Julia llevaba varias horas disfrutando de un reparador sueño cuando dentro de la habitación resonó un seco golpe que disparó todos sus miedos; desconcertada, la aturdida Julia comprendió dónde estaba y despertó con un salto. Habían golpeado en la puerta de la alcoba justo cuando la primera lucecilla del alba empezaba a rasgar la negra cortina. Se levantó despacio, se calzó las pantuflas con el pompom blanco sin dejar de temblar, corrió a la puerta de la habitación para asegurar el cerrojo y puso la oreja en la madera. Estaba segura que era Pedro, terriblemente enfadado al no poder entrar en la habitación. Si abría, la recriminaría por haberlo abandonado abruptamente en la grandiosa celebración matrimonial y, encima, sin despedirse de los invitados que aún quedaban. Pero si no lo hacía, sería capaz de derribarla. Descorrió lentamente el cerrojo y luego giró la manilla del picaporte, esperando la entrada brutal del cónyuge, borracho hasta los pies.

Pero no tuvo que disculparse porque, al abrirse suavemente la puerta de la alcoba matrimonial, quien apareció en el umbral fue un muchachote de unos dieciséis años, con el pelo húmedo, desordenado, en mangas de camisa, respirando ansiosamente, con los ojos casi desorbitados, los puños crispados y el cuello enervado. Julia le observó atemorizada y, muy alarmada, le interrogó:

—¡Pedro Segundo! ¿Qué quieres a estas horas? ¿Le pasa algo a Pedro? Di, ¿qué haces aquí?

Pedrito estaba sordo a todo. Julia le vio dar un paso decidido hacia ella, e instintivamente, se protegió el pecho con las manos. De improvisto, el muchacho levantó el brazo y le espetó a la cara:

—¡Nunca, nunca! —Tras lo cual se dio media vuelta y se encerró en el cuarto de enfrente tras propinar un soberano portazo.

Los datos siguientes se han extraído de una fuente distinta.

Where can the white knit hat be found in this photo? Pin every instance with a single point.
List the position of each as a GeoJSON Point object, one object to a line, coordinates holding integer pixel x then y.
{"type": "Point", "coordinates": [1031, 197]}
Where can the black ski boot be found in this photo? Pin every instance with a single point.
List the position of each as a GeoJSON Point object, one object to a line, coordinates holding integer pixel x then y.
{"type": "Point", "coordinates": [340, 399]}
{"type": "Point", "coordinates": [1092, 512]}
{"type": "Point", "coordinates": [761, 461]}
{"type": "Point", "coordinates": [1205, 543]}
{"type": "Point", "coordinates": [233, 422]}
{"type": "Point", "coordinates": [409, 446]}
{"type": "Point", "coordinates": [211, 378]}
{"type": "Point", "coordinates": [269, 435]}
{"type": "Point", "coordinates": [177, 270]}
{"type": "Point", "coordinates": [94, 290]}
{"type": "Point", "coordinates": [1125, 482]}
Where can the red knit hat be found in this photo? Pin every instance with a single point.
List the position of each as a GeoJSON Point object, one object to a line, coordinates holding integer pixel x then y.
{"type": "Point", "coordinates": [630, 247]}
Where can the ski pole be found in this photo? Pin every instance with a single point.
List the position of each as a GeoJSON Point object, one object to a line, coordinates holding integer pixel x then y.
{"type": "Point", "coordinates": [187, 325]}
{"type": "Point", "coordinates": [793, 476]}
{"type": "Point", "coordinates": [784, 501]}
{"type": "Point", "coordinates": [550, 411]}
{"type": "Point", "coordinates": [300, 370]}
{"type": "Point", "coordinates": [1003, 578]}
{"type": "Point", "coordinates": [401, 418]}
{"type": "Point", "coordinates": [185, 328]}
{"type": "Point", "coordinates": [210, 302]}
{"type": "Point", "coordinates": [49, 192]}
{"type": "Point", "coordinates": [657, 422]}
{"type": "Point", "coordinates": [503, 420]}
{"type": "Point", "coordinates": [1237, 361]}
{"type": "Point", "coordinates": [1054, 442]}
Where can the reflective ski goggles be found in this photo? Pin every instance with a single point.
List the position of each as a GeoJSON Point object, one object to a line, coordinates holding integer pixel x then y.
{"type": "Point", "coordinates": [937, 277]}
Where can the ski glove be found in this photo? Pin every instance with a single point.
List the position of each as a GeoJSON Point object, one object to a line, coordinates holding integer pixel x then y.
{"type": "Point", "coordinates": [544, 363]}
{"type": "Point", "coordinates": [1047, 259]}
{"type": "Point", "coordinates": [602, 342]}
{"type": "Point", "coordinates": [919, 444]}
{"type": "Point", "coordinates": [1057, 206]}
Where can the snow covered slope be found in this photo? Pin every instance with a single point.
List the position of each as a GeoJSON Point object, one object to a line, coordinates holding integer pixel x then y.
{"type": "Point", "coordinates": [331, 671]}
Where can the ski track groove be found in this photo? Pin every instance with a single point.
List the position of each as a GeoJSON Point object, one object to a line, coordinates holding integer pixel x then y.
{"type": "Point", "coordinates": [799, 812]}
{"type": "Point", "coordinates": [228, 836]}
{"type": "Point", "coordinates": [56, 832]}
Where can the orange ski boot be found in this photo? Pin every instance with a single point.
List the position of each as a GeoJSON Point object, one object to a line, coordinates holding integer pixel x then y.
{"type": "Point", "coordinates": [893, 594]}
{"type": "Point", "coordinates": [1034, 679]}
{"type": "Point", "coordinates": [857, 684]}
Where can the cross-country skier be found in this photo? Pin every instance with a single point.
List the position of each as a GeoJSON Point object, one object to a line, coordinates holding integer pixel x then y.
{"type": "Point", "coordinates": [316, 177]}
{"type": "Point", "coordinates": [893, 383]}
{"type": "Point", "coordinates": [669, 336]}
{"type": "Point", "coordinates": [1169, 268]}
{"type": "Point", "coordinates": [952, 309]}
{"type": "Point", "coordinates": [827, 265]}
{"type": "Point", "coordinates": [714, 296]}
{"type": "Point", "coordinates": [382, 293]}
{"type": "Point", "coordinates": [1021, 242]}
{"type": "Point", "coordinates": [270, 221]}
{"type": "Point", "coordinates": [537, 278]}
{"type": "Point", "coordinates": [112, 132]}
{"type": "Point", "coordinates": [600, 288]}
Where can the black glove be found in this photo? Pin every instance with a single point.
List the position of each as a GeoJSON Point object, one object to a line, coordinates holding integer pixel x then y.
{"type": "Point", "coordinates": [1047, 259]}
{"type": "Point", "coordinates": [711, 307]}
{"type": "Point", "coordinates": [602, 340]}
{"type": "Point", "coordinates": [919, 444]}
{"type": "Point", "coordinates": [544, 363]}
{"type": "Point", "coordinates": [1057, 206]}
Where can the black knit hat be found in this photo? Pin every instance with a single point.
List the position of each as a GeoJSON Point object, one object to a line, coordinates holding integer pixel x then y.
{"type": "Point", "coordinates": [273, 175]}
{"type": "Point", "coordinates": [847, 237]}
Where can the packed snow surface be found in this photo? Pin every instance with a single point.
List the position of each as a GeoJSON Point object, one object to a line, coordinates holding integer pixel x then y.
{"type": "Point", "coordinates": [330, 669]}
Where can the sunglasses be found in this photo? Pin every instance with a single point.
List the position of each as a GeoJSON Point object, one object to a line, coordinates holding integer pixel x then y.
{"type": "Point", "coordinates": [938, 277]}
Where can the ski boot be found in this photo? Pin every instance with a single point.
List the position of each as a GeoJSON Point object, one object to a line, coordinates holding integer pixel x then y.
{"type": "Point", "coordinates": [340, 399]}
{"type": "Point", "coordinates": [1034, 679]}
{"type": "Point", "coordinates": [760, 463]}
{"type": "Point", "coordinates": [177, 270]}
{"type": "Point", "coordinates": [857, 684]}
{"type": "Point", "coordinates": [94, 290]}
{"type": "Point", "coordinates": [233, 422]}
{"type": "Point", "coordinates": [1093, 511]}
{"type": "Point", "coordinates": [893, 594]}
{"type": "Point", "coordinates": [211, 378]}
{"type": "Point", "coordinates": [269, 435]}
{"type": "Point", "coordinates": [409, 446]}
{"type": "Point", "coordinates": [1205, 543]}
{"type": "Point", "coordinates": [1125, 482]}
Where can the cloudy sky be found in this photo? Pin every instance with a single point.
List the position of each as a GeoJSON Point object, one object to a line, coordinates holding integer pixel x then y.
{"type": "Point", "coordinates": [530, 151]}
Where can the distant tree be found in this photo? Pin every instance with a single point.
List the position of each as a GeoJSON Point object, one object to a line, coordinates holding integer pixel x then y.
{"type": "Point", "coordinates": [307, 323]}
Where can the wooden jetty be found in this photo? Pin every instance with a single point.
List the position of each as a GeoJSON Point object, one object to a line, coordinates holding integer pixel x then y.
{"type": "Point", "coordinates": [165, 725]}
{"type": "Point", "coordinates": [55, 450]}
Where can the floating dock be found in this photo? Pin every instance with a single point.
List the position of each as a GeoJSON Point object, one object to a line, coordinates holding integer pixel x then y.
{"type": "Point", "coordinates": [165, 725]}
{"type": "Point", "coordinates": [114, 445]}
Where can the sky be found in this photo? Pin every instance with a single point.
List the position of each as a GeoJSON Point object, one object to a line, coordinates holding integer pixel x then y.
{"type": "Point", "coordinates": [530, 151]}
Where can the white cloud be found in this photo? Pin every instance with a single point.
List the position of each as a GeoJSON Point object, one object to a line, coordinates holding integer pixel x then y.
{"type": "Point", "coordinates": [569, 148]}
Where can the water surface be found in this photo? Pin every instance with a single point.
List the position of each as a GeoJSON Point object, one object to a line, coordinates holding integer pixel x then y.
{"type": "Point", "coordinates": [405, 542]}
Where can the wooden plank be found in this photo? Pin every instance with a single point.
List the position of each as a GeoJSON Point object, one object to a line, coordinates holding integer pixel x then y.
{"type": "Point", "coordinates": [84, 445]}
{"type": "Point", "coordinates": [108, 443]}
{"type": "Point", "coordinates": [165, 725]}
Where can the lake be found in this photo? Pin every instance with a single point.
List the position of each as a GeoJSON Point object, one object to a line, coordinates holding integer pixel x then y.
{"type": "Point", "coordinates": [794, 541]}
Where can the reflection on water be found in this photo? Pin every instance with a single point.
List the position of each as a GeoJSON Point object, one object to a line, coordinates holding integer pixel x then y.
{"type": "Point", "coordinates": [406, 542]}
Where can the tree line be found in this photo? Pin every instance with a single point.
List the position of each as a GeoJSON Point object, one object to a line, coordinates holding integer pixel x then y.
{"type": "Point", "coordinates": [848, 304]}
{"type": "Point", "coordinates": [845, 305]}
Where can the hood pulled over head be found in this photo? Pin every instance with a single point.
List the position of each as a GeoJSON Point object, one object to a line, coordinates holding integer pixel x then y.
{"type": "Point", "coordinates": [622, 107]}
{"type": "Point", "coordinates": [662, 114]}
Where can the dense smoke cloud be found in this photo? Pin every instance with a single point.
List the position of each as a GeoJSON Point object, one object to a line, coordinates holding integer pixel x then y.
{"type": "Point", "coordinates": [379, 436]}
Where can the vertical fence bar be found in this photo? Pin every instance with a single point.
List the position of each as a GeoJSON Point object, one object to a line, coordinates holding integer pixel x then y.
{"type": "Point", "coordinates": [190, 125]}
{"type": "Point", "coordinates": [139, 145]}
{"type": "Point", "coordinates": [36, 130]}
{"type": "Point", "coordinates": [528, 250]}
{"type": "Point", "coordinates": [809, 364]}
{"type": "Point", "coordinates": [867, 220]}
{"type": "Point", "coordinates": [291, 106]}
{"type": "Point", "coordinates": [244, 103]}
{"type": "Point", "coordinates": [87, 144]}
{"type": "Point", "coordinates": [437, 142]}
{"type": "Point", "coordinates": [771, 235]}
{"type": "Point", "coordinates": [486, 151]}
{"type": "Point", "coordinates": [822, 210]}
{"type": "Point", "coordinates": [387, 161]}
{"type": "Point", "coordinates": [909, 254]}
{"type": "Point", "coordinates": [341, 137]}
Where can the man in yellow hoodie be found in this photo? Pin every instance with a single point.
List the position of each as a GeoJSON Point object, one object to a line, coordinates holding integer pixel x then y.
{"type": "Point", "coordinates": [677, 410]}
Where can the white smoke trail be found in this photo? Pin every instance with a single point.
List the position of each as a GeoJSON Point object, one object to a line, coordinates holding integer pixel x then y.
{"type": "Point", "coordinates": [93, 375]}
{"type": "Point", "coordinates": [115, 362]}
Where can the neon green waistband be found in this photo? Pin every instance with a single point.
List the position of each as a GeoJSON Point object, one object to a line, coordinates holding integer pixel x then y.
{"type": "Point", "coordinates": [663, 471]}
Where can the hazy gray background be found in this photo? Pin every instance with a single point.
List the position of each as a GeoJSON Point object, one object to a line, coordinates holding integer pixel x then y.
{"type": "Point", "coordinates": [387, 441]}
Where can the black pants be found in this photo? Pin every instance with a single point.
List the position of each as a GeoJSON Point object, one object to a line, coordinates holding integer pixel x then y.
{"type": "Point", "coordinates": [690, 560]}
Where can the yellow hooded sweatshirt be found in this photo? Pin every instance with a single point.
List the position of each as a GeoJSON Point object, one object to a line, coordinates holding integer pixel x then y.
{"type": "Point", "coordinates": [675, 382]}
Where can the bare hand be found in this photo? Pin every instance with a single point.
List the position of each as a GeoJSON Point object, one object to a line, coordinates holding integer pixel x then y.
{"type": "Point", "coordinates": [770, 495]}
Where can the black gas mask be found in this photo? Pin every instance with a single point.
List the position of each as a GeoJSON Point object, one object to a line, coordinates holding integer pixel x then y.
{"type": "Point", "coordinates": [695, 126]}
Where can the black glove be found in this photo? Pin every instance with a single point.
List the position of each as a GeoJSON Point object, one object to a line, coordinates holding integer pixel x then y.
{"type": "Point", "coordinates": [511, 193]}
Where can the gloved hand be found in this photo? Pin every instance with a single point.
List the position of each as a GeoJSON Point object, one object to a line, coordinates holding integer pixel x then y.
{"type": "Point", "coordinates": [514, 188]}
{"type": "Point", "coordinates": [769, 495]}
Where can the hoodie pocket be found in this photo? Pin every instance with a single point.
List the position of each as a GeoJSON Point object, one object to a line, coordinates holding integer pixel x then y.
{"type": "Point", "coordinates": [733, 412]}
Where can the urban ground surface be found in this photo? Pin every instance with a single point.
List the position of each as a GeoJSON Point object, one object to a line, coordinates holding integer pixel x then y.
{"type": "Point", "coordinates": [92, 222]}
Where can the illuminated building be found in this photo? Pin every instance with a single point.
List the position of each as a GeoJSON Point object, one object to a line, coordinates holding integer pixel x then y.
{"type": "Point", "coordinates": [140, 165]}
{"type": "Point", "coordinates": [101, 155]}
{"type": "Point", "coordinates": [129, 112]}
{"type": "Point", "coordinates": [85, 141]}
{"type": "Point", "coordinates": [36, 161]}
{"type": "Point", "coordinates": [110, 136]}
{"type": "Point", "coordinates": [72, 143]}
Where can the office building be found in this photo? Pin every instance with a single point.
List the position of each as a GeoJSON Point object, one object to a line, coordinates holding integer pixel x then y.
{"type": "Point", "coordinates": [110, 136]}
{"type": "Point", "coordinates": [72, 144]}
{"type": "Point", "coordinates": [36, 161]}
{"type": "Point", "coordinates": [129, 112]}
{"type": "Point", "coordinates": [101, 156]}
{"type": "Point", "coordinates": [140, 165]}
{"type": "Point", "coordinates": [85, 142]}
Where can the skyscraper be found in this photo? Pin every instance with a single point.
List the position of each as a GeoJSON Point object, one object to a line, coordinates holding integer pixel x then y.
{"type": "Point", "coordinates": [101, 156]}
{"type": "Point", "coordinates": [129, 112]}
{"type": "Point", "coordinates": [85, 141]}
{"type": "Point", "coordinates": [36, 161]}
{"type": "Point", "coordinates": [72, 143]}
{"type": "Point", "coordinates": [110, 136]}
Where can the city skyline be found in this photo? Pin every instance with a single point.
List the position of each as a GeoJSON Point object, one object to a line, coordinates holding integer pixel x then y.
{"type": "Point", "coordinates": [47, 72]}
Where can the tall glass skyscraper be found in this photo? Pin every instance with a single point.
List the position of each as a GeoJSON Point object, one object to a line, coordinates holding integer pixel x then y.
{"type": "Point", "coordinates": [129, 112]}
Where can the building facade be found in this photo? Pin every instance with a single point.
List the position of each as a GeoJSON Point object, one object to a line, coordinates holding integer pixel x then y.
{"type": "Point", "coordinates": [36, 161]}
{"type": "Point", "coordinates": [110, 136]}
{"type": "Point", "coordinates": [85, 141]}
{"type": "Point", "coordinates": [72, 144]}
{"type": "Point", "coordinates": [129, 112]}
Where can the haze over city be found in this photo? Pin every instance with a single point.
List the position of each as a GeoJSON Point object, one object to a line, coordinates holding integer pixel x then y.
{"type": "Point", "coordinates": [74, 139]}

La joven desposada miró con extrañeza la puerta cerrada y, encogiéndose de hombros, decidió que no había ningún motivo por el que preocuparse. Cerró su puerta lentamente y se quedó cavilando en la absurda visita que acababa de recibir: o me quería asustar, o es que a este chico le está pasando algo muy raro… Hoy apenas le he visto, parece que me evita… Claro, como está en la edad del pavo, pobrecito…

Julia se sumergió al instante en el sueño reparador que su frágil naturaleza venía exigiéndole desde hacía varias semanas.